The setting was regal — a baithak on Azimganj House Rooftop in Kolkata. The singer was Aruna Sairam. The concert was part of Bickram Ghosh’s Taal Connect series and hosted by Suman Sarawgi and Sangeeta Dudhoria.
An engaging performer and a warm conversationalist, the Carnatic exponent developed an instant connect with the audience with her multilingual renditions, which were both educative and entertaining.
The word edu-tainment is a recent coinage, but this had always been the main component of ancient teaching methodology. Sangeet (inclusive of vocal, instrumental and dance) and natak (drama) play a vital role in educating keen students and uninformed masses. Its oldest form was saam-gaan, followed by marg sangeet and natya along with numerous desi genres. The medieval India did this through compositions by saint-poets, Kathakata (Kathak) or enactment of Ramleela etc.
It is more relevant today because of the need for holistic knowledge. Indian music is high in demand due to its scientific, philosophic and mythical appeal and above all its calming effect. This global interest in Indian arts has unearthed numerous edu-tainers like Aruna Sairam.
Aruna began her concert with ‘Shree Vighnarajam Bhaje’ (Gambhira Natai, khanda nadai). The flawlessly chiseled Sanskrit lyrics, embellished with swaraprastaras, ended with a tihai of ‘bhaje’. Her learned accompanists were Padma Shankar and J. Vaidyanathan on the violin and mridangam respectively. The inclusion of senior tabla artiste Apurba Mukherjee was a clear indication that Aruna was in a collaborative mood.
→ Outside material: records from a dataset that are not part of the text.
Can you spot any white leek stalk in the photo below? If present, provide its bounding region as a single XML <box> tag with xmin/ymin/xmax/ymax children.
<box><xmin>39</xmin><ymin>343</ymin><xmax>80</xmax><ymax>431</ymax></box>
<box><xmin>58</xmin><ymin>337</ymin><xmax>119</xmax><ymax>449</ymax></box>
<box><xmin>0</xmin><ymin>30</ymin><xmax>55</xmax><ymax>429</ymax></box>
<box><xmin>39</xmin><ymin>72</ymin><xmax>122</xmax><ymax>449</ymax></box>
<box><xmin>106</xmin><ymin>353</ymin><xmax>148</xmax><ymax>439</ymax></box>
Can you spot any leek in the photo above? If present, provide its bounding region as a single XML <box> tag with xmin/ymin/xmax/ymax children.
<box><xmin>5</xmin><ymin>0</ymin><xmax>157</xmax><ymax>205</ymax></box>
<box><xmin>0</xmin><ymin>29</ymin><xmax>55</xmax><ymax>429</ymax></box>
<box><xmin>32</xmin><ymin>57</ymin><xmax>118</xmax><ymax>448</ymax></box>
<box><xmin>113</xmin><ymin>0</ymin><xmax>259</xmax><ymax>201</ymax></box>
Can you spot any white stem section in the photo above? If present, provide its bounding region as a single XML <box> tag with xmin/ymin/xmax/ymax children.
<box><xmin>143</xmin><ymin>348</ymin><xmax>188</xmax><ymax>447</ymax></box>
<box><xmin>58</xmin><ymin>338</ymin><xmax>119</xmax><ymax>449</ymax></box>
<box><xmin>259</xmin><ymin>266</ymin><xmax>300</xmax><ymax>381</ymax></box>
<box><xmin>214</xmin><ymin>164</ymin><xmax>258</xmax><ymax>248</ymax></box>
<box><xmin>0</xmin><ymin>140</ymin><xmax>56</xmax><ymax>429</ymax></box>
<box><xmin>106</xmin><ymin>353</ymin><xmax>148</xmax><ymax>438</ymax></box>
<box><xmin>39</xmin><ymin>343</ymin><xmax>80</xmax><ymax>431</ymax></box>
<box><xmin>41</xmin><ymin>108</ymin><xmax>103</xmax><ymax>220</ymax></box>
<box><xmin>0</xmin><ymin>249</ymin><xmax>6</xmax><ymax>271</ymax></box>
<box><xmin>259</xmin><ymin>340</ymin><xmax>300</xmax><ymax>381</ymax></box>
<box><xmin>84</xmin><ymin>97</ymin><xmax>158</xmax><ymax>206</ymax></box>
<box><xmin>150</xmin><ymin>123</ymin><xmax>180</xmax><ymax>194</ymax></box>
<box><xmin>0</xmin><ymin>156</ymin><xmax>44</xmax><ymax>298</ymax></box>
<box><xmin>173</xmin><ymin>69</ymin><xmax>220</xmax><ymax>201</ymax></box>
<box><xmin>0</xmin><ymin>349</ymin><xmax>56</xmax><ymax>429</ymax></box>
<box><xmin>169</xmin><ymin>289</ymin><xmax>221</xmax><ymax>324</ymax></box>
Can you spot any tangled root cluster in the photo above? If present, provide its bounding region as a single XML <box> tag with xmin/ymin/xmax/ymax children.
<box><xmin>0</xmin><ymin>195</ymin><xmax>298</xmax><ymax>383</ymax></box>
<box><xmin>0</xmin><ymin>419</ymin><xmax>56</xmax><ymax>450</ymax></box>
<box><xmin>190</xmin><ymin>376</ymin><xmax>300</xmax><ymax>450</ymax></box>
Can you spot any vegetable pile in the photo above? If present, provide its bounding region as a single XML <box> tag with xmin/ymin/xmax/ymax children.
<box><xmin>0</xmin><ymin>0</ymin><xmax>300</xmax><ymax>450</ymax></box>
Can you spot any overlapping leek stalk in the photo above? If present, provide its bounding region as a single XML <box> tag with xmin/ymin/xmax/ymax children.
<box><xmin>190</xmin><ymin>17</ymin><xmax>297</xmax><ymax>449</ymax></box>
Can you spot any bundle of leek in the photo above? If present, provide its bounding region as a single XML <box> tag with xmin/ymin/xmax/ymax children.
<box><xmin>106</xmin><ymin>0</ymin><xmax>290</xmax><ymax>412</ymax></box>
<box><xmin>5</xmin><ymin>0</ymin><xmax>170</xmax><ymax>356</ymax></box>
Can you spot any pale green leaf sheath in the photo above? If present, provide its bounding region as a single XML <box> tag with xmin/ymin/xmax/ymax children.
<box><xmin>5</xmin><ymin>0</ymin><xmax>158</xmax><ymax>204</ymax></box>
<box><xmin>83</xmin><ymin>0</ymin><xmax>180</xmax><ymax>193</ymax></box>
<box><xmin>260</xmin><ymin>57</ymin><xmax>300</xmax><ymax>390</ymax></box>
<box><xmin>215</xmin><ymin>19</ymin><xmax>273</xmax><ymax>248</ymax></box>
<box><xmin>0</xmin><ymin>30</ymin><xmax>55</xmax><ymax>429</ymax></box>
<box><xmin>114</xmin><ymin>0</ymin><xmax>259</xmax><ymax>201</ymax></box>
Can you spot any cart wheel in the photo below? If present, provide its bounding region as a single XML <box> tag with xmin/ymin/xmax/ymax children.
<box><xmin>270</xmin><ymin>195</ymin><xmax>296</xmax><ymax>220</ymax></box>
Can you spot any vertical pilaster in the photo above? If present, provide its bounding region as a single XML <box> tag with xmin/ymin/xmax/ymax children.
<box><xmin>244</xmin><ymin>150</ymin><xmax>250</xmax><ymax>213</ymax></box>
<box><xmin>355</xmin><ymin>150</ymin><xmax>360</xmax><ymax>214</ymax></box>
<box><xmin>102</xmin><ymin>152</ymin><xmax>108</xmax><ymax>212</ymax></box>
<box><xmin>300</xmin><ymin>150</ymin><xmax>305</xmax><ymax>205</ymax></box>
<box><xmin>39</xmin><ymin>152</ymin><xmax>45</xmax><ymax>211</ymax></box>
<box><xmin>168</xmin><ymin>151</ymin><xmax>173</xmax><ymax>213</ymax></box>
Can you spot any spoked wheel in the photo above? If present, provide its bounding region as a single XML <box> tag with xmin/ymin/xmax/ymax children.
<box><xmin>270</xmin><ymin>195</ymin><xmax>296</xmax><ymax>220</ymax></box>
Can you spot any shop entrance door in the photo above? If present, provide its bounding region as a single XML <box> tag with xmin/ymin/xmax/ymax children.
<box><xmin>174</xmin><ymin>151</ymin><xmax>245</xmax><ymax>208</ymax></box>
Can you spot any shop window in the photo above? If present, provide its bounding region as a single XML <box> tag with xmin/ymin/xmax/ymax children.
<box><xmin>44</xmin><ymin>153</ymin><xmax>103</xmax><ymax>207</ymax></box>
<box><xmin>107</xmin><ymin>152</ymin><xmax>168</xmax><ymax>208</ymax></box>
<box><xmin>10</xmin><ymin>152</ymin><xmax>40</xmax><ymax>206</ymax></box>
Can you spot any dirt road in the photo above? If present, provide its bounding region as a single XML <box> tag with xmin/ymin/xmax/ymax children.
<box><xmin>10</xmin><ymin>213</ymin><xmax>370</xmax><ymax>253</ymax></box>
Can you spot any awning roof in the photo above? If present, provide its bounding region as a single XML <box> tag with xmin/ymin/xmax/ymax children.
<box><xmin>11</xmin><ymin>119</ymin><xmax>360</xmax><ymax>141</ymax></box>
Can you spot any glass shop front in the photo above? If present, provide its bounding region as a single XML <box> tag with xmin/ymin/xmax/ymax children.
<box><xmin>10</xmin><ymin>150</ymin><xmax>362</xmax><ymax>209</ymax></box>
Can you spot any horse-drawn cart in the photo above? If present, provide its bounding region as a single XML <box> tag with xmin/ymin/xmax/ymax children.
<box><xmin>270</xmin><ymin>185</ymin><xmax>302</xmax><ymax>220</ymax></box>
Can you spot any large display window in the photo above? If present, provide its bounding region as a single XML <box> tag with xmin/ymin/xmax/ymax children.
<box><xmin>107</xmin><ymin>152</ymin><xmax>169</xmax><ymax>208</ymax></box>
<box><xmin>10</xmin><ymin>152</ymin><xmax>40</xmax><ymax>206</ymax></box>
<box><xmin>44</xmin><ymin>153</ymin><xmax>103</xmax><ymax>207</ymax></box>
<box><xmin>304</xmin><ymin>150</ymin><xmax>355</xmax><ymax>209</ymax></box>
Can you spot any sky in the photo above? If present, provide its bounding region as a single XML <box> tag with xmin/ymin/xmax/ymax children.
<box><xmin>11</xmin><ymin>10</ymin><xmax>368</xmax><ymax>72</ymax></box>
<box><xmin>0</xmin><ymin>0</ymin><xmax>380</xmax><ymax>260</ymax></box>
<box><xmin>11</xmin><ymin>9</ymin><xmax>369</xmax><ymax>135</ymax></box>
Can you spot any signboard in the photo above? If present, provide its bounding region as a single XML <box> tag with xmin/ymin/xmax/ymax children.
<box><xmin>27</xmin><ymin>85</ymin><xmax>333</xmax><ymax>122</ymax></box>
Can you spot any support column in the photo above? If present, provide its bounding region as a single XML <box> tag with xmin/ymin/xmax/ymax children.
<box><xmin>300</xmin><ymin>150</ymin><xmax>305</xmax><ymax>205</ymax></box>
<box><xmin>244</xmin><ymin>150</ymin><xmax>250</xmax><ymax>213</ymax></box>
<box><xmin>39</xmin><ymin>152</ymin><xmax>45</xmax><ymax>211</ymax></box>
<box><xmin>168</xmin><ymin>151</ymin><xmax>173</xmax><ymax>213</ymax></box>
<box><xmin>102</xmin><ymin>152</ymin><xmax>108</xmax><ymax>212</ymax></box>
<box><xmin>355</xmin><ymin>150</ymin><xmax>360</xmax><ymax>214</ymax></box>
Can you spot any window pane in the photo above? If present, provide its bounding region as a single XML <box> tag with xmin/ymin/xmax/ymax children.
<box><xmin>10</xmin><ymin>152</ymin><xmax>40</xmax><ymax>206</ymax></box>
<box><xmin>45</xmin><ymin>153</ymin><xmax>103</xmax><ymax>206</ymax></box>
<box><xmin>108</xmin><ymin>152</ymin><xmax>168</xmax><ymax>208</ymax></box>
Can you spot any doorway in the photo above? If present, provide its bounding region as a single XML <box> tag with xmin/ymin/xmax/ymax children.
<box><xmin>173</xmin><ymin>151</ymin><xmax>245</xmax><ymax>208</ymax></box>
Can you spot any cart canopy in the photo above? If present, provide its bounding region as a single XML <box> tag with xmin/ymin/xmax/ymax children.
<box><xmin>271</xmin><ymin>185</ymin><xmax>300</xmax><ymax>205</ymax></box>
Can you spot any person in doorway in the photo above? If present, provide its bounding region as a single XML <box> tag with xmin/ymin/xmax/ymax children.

She chose Hindolam (Malkauns in Hindustani parlance) to elaborate the popular ‘Sarva mangala maangalye’, extoling Durga. The powerful raga and her equally commanding voice-throw gelled well with this pranaam mantra — free from any binding tala cycle. It was followed by Adi-tala based ‘Maamavatu shree Saraswati’ replete with jati-display, sol-fa-singing in a dialogue form that interacted with mridangam and tabla one by one and then all of them together. The idea of using aroh-avaroha as the ground of rhythm-play was well-executed by all. A small piece on the tabla stood out for the variety of bols used.
This typically Carnatic beginning took an interesting turn when she sang ‘Neelambike maam paahi’ beseeching Devi Meenakshi to protect; but not before singing an Italian chant exalting mother that sounded like raga Kalyani (Yaman). The anecdote associated with the chant was as emotive as the original Gregorian chant. Later she lovingly blended both at her own pace. The next piece was a pictorial description of Ganapati visarjana in Marathi that captured Mumbai’s frenzy in fast Adi-tala and Vrindavani Sarang based song along with heavy gamak-induced vowel taans. An English band-influenced raga (Kadana Kutuhalam) and its composition maintaining the typical off beat beginning and ending of Western music was her next gem. In fast Adi tala her rhythm play during swaraprastara was lively.
Aruna judiciously edited her main piece in Kiravani. The ragam and a brief tanam segments were followed by violin beautifully. Caressed by her lyric-based improvisations and swaraprastatas, the pallavi unfurled itself petal by petal. The tani avartanam shared by mridangam and tabla was full of zing. Thereafter, in quick succession, she rendered an exuberant ‘Jago tumi jago’ (Bengali) and drew its similarity with Lalita Sahasranama and Mahishasurmardini. A tillana (16th century) was studded with a rap-like long kavitta describing Kaliya-mardana. Its modulation was as attractive as the presentation herself.